Dozens of people had been killed and hundreds had been wounded after the most deadly street fighting in Moscow since the Bolshevik Revolution in October 1917. This episode served to prove that Russia is not a parliamentary system, but rather a presidential regime, with substantial power in the president's hands.

Origins of the crisis

The intensifying executive-legislative power struggle

Yeltsin's neoliberal reform program took effect on January 2, 1992. The results were felt immediately as prices skyrocketed, government spending was slashed, and heavy new taxes went into effect. A deep credit crunch shut down many industries and brought about a protracted depression. Quickly a number of politicians began to distance themselves from the program.

Throughout 1992 growing opposition to Yeltsin's policies came from those bureaucrats that were worried about the condition of Russian industry, as well as from the regional leaders that wanted more independence from Moscow.

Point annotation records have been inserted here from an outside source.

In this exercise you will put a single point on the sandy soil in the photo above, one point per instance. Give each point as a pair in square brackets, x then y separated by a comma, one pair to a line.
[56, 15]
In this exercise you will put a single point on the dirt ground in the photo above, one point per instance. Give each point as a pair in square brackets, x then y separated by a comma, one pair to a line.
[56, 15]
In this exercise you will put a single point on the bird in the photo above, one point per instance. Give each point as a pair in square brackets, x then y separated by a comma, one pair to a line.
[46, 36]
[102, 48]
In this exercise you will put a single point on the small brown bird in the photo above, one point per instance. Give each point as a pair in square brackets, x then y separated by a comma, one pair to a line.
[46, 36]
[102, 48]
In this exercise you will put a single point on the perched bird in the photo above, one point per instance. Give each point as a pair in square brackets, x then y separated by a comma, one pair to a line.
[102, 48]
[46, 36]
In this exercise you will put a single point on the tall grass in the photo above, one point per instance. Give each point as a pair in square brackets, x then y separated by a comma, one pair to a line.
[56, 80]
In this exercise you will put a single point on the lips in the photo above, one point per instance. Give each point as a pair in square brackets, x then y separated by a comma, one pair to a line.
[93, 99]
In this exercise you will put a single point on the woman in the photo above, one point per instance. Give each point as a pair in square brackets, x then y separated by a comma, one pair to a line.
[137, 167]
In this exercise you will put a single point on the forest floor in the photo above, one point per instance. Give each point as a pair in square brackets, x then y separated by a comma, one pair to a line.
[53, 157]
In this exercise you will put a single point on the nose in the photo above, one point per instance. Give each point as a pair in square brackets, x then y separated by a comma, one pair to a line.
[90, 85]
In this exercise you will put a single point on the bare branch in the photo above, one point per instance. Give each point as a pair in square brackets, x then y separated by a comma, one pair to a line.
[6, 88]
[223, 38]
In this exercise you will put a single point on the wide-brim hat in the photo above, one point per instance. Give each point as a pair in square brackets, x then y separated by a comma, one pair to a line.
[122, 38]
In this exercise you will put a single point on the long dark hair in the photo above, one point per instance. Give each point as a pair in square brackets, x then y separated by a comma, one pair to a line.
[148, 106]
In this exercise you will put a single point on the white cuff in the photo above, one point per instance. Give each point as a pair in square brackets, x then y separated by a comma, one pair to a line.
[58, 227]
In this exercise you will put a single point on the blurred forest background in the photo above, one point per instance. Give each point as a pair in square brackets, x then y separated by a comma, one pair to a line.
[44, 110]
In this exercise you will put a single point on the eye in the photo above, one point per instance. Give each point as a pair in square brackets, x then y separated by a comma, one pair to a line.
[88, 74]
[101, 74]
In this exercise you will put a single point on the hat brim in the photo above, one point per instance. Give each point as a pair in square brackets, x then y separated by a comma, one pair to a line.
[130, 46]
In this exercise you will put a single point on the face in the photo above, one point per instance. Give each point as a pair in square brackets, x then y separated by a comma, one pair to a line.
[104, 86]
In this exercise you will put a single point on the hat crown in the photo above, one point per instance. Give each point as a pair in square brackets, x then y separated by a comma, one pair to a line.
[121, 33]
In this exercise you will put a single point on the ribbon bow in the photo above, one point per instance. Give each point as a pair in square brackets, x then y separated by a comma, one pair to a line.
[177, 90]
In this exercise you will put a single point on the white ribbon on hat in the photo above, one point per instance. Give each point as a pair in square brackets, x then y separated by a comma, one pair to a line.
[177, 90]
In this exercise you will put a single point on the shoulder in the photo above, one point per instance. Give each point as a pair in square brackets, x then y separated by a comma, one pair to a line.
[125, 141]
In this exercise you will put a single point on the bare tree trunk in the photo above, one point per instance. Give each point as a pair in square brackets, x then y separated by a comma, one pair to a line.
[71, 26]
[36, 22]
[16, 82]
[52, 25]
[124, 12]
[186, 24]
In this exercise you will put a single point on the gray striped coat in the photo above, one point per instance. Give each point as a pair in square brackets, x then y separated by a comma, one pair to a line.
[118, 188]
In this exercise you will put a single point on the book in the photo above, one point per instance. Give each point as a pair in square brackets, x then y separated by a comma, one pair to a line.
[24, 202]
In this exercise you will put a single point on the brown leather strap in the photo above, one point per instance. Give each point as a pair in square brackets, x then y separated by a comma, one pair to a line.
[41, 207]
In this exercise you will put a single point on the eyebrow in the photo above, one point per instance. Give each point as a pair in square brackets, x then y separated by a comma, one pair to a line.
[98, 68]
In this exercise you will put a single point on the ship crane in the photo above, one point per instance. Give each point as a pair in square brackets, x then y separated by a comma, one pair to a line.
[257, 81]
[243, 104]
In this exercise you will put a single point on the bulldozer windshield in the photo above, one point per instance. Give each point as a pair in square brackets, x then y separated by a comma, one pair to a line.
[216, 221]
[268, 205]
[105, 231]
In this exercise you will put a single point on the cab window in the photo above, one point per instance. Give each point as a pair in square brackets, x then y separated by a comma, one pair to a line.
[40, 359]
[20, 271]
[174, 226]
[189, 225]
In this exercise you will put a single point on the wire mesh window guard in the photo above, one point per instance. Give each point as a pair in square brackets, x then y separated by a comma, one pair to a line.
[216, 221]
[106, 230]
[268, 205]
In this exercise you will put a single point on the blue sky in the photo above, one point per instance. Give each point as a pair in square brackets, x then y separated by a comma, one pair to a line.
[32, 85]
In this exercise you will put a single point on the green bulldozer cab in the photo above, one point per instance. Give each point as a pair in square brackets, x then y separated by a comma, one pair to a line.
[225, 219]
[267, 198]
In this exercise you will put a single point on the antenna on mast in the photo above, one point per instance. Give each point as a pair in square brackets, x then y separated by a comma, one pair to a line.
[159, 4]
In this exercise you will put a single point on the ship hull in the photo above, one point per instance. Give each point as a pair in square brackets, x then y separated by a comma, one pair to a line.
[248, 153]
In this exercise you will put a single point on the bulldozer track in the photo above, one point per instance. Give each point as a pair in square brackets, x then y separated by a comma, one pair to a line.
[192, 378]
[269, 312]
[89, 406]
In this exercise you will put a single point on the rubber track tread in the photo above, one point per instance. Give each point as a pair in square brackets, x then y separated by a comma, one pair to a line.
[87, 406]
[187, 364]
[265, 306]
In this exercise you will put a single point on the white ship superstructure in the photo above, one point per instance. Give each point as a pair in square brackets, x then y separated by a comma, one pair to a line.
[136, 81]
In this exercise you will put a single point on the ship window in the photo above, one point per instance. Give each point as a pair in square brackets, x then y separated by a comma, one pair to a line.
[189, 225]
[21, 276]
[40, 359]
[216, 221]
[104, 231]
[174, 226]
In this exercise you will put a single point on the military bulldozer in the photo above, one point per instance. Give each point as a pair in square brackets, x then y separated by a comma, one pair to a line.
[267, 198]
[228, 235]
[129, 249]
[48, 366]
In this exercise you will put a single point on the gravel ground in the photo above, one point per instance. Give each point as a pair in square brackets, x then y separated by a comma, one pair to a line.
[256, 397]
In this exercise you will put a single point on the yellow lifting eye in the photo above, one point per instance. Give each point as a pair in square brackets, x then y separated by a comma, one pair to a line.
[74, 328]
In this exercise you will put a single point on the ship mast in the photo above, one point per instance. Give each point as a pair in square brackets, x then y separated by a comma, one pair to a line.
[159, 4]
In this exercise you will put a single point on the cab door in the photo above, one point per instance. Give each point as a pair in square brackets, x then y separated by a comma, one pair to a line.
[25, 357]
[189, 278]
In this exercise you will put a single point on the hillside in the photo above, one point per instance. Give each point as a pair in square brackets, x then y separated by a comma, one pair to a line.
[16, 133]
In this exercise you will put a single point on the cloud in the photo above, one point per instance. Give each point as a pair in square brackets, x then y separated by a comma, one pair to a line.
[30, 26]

Even Russia's vice president, Aleksandr Rutskoy, denounced the Yeltsin program as "economic genocide."1 The chairman or speaker of the Russian Supreme Soviet (the standing legislature), Ruslan Khasbulatov, also came out in opposition to the reforms, despite still claiming to support Yeltsin's overall goals. The leaders of the oil-rich republics such as Tatarstan and Bashkiria were even calling for full independence from Russia. Many of those demands were to find their representatives in parliament itself.

Under the terms of the constitutional amendments passed in late 1991, the special powers of decree were set to expire by the end of 1992. Yeltsin, of course, awaiting implementation of his privatization program, demanded that parliament reinstate his decree powers, but parliament was unwilling (only parliament had the authority to replace or amend the constitution).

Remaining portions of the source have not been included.